Ma ancora una volta, la questione non può essere così semplice: il rapporto con la memoria e con il passato qui è piuttosto problematico. I soldati, mummificati nei letti dell’ospedale, sono corpi e quindi storie che non possono non essere raccontate. I soldati come il cinema: storie morte che hanno bisogno di un mezzo per essere narrate, o meglio, un medium. E qui, infatti, ne abbiamo una che prova a leggere nella mente dei degenti. Con questo presupposto, impossibile non tirare in mezzo, ancora una volta nella sua filmografia, la ricorrenza del fantastico.

Anche in Cemetery of Splendour troviamo spiriti divini e quello che stupisce, una volta di più, è che Apichatpong non ha bisogno di effetti speciali per narrare il fantastico. Del resto, il romanzesco è insito nel cinema stesso e il regista non fa altro che sfruttare il suo forte potere evocativo. Basta vedere la scena in cui le due protagoniste femminili attraversano un boschetto incolto e con poche parole ci viene illustrato minuziosamente un palazzo reale: non c’è nulla davanti ai nostri occhi, come davanti a quelli dei personaggi, ma riusciamo comunque a vedere tutto, un’impressione d’esistenza fortissima che non può che derivare dalla sapiente narrazione che una delle due donne fa all’altra: un gesto ancestrale, quello del raccontare, che abbiamo metabolizzato profondamente.

Ci sono poche inquadrature, per una regia che nel complesso preferisce non essere simmetrica o precisa, anzi, si diverte ad apparire scomposta, laterale, decentrata in conclusione. Le inquadrature sono lunghe, talvolta infinite, e statiche al limite della sopportazione umana.
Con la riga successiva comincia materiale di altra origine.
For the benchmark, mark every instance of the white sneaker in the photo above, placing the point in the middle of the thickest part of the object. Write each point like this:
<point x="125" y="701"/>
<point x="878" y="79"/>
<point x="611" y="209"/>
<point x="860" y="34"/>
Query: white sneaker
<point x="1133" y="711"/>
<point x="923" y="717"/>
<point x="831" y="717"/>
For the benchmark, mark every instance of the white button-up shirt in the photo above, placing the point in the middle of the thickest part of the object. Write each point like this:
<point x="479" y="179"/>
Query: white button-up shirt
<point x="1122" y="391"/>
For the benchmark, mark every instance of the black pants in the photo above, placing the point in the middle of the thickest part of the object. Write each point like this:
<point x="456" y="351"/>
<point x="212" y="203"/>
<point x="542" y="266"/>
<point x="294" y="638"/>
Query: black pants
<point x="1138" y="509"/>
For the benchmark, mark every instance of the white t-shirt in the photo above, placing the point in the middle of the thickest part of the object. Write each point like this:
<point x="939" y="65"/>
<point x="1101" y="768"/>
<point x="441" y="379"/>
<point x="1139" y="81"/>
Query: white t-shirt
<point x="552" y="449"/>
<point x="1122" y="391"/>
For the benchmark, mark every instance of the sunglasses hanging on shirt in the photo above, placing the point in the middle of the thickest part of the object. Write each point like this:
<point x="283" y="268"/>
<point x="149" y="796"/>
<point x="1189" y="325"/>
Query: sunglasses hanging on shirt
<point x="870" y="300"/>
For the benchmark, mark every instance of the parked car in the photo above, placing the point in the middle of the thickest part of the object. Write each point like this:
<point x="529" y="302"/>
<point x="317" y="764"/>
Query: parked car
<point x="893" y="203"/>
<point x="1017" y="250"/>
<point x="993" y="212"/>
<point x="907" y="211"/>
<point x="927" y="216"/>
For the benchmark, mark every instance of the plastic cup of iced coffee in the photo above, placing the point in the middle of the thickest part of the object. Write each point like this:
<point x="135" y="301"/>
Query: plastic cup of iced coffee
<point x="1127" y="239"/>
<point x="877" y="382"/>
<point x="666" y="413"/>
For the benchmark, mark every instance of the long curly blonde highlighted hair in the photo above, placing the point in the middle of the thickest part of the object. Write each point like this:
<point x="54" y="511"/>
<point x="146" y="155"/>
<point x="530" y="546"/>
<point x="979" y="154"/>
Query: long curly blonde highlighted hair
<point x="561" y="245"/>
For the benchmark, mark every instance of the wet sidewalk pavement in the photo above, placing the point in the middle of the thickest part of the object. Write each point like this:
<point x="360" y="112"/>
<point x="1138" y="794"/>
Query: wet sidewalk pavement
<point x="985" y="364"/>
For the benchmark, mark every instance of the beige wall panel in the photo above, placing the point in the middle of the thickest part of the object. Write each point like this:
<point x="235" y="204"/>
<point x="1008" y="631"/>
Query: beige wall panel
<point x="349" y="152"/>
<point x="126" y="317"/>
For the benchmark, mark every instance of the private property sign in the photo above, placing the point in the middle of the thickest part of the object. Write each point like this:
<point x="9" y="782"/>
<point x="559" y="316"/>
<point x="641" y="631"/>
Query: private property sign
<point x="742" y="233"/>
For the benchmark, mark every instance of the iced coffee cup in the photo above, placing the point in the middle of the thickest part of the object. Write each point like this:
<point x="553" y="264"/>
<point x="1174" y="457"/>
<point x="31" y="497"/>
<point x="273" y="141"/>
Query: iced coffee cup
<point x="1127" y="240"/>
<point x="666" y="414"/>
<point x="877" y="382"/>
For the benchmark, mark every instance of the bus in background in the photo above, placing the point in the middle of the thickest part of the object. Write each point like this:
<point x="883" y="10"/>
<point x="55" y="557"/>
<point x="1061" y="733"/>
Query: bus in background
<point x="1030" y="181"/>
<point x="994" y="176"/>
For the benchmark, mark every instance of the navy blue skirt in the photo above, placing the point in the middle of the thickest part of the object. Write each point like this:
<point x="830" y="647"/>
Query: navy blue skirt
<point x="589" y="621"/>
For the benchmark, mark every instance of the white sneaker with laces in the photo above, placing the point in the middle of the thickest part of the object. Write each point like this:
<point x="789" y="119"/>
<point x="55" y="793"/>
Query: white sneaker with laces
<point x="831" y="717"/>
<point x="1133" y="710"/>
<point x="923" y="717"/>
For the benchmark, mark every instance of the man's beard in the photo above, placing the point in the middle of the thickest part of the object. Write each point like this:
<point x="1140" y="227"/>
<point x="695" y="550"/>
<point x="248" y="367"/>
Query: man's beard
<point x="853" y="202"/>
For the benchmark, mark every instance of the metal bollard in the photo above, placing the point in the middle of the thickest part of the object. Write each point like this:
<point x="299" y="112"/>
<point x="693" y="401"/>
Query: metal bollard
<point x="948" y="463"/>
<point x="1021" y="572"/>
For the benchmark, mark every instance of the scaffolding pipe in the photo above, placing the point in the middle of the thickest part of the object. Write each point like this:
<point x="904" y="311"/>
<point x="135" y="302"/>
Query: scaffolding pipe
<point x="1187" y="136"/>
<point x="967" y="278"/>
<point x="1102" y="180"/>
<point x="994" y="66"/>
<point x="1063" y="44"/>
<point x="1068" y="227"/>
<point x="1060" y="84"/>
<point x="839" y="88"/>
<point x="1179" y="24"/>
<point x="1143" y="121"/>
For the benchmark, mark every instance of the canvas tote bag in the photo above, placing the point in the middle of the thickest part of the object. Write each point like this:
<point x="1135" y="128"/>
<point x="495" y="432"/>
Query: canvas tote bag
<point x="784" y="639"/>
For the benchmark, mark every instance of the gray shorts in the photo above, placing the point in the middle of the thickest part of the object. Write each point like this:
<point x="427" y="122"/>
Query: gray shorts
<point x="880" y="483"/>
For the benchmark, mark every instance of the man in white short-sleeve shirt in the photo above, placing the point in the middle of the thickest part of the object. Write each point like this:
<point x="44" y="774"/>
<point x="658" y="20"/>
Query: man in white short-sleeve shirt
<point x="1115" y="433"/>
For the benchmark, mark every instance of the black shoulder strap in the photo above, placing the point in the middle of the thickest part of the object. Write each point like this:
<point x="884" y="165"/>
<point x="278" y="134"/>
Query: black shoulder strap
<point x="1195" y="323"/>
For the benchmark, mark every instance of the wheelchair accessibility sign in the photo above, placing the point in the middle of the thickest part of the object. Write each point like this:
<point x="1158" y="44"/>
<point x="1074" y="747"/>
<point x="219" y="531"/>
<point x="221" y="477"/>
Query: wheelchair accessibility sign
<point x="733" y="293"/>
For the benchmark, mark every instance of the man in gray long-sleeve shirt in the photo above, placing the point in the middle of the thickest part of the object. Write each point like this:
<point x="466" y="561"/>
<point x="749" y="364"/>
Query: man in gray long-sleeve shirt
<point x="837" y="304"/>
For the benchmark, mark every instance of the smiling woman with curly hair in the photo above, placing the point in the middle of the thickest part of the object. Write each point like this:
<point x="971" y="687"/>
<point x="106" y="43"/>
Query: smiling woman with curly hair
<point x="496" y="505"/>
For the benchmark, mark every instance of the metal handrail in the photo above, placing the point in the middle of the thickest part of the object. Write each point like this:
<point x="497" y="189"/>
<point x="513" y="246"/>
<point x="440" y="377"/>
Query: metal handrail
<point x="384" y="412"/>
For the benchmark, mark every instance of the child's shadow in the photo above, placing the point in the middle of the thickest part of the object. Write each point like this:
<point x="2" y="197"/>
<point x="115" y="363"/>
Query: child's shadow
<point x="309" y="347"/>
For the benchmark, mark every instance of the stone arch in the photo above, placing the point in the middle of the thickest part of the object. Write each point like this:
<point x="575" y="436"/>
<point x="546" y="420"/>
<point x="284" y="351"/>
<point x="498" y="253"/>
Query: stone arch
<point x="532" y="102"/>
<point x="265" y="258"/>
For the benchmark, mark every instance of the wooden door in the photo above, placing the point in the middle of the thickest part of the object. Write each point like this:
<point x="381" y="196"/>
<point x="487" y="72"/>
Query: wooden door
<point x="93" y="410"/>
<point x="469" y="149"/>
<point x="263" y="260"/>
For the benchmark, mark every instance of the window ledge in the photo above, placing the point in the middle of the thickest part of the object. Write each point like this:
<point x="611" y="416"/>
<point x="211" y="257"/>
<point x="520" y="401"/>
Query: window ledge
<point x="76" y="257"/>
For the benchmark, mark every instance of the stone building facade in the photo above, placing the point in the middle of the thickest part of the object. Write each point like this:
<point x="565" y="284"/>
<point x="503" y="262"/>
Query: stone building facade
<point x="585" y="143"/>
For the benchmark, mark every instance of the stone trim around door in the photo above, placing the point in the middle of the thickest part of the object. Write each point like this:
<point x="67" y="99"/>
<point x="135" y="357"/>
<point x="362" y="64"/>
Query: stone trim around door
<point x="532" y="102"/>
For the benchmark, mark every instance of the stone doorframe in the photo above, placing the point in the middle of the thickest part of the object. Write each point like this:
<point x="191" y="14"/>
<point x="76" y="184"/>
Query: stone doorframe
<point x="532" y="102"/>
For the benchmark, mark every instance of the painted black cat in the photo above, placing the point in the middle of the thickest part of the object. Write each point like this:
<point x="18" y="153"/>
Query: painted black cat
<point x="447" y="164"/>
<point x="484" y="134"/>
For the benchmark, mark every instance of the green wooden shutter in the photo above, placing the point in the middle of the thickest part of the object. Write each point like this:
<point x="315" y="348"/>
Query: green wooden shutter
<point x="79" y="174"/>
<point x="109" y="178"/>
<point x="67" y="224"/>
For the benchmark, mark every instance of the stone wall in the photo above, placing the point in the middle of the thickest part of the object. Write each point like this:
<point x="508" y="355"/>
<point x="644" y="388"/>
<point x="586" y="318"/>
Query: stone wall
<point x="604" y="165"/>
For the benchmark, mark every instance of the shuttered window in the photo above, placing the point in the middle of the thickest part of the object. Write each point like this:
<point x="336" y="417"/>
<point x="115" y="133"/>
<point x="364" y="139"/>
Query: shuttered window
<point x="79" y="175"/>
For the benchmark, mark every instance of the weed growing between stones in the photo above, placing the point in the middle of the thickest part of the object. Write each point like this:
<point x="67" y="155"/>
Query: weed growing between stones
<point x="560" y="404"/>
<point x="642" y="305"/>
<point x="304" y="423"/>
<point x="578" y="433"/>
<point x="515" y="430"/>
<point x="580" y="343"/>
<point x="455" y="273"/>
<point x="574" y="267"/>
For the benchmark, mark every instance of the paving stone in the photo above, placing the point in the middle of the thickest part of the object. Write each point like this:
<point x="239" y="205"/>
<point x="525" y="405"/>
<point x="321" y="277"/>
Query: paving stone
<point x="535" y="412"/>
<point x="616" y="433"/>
L’immobilità della macchina da presa ci costringe così a riflettere maggiormente su quello che non vediamo, quello che resta fuori dal quadro. Il cinema di Apichatpong è sì contemplativo, ma non tanto dell’animo dei personaggi quanto, soprattutto, dello spazio, del non visto o del non detto. Un cinema dell’assenza. E si arriva così, naturalmente, a riflettere sull’atto stesso di fare cinema. Se il cinema è movimento, Apichatpong ci nega quel cinema, per poi sbattercelo in faccia nuovamente sul finale, con tutta la vivacità pop che gli riesce e gli appartiene; un finale nel quale quasi si esulta alla presenza di quell’unica panoramica del film: una panoramica inequivocabilmente meta-cinematografica.